If you just want to use a pangeo binderhub the same way that you’re using mybinder.org you only need to change the first part of the URL.

For example to run on Google:
https://binder.pangeo.io/v2/gh/Williams-OBGC-Lab/OCG_Saildrone/HEAD

Or run on AWS:
https://aws-uswest2-binder.pangeo.io/v2/gh/Williams-OBGC-Lab/OCG_Saildrone/HEAD

Thanks for the reply, @scottyhq! That makes sense. I am not using any cloud data in that notebook at the moment, but plan to. I think the main reason Chelle suggested I switched was for the longer timeout period and more memory. Does this “non-cloud” Pangeo Binderhub have those traits?

I’ve gone ahead and switched to https://binder.pangeo.io/v2/gh/Williams-OBGC-Lab/OCG_Saildrone/HEAD but am now getting a different error during the Binder build:
Pip subprocess error: ERROR: Package 'xarray' requires a different Python: 3.6.11 not in '>=3.7'

CondaEnvException: Pip failed

How should I go about resolving that? Thanks again for your help!

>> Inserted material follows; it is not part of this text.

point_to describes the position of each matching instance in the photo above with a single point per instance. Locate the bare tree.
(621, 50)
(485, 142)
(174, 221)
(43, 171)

The question of comparing binderhubs comes up a lot, so I made a little table:

Note that mybinder.org can send you to 1 of 3 cloud providers or you can use a prefix to use a specific service provider:

BinderHub vCPU RAM (GB) Cloud provider Max Session (hr) Dask-gateway
binder.pangeo.io 4 8 Google us-central1 3 yes
aws-uswest2-binder.pangeo.io 4 8 AWS us-west-2 3 yes
- - - - - -
gke.mybinder.org 1 2 Google us-central1 6 no
ovh.mybinder.org 1 2 OVH ? ? no
gesis.mybinder.org 2 8 Custom Server 6 no

On a JupyterHub / BinderHub you can get limits running this command:
printenv | grep LIMIT

Time limits are harder to find. If the binderhub repository is public you can look at the values.yml configuration file

CondaEnvException: Pip failed ERROR: Package ‘xarray’ requires a different Python: 3.6.11 not in ‘>=3.7’

This is an issue with versions in your environment.yml (the error message suggests you have pinned Python=3.6, but some of your packages require Python>=3.7). This unfortunately is quite common when only some packages are pinned, and new releases of unpinned packages lead to incompatible version requirements. Here is a nice blog post on the topic Managing dependencies for reproducible (scientific) software | Noah D. Brenowitz

2 Likes

I got it working, thanks for your help!